Der Erschütterungsschutz ist zwar im ausführlichen Titel des BImSchG angesprochen („Gesetz zum Schutz vor schädlichen Umwelteinwirkungen durch Luftverunreinigungen, Geräusche, Erschütterungen und ähnliche Vorgänge“). Nähere Ausführungen im Gesetz oder eine Rechtsverordnung fehlen jedoch. Ersatzweise wenden Vorhabensträger, Behörden und Verwaltungsgerichte die DIN 4150-2 [17] an. Darin sind Anhaltswerte Au, Ao und Ar für die Beurteilung von Erschütterungsimmissionen in Wohnungen und vergleichbar genutzten Räumen festgelegt. Für Wohngebiete z.B. beträgt tags Au = 0,15, Ao = 3 und Ar = 0,07, nachts Au = 0,1, Ao = 0,2 (jedoch bei Eisenbahnstrecken: Ao = 0,6, bei unterirdischen Straßenbahn-, Stadtbahn- und U-Bahnstrecken Ao = 0,3) und Ar = 0,05.
Die Anforderung der
Norm ist nicht eingehalten, wenn der gemessene Wert KBFmax über Ao liegt. Die Anforderung ist eingehalten, wenn KBFmax kleiner oder gleich Au ist. Bei dazwischen liegenden KBFmax-Werten ist die Beurteilungs-Schwingstärke KBFTr nach DIN 4150-2 (Formel 4a oder 4b) zu ermitteln und mit Ar zu vergleichen. Die Anforderungen der Norm sind eingehalten, wenn KBFTr den Wert Ar nicht überschreitet.
Bei Eisenbahnen sind die
Anforderungen der DIN 4150 Teil 2 bei Abständen zwischen Immissionsort und nächstem Gleis von weniger als 50 - 25 m möglicherweise nicht eingehalten. Folgerung: Falls die Abstände zwischen Immissionsort und nächstem Gleis weniger als 50 m betragen, ist von der Baugenehmigungsbehörde zumindest bei der Aufstellung von Bauleitplänen an Hauptbahnstrecken ein Erschütterungsgutachten zu fordern.
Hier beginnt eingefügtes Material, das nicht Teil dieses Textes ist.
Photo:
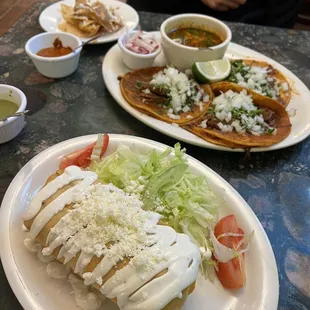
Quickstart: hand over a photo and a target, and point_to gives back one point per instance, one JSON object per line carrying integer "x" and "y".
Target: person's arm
{"x": 223, "y": 5}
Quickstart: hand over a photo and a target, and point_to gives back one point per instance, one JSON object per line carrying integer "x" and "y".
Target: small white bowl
{"x": 133, "y": 60}
{"x": 54, "y": 67}
{"x": 183, "y": 56}
{"x": 10, "y": 128}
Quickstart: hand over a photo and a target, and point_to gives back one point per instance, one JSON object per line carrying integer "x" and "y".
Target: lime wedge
{"x": 211, "y": 71}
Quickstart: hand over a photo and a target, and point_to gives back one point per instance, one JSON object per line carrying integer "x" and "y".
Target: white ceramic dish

Aufruf von Betroffenen zum gemeinsamen Kampf gegen Erschütterungen
Schließen Sie sich dem Kampf an, wenn Sie ebenfalls betroffen sind
Stand Oktober 2009

Liebe Mitglieder einer BI gegen Bahnlärm
Wir sind seit Jahren Mitglied bei MUT und haben ein Anliegen mit dem wir möglichst viele Betroffene erreichen möchten, und hoffen auch möglichst viele Rückmeldungen zu bekommen.
Wir wohnen direkt hinter dem Bahnhof in Schallstadt, und alles was von Euch an Lärm beschrieben wurde, wir können ein Lied davon singen!!!!!!!!
Zu allem Überfluss hat unser Haus nun auch noch einen Riss . Ein zu Rate gezogener Statiker hat unsere Befürchtung bestätigt: der Riss ist den Erschütterungen bzw. Schwingungen durch den extremen Bahnverkehr zuzuschreiben. Er weitet sich stetig weiter aus, und eine Unterfangung unseres Hauses sei unabdingbar und sollte so schnell als möglich ausgeführt werden.

Wir wollen uns an den Verursacher des Schadens wenden – die DB AG.

  • Wer hat damit schon Erfahrungen gesammelt ? –

  • oder gibt es Initiativen denen wir uns anschließen könnten ?-

  • oder gibt es andere Betroffene wie uns die sich zusammenschließen möchten? 

  • Und kann Jemand einen Anwalt empfehlen , der Biß hat und unsere Schadenersatzforderung durchsetzen kann und will?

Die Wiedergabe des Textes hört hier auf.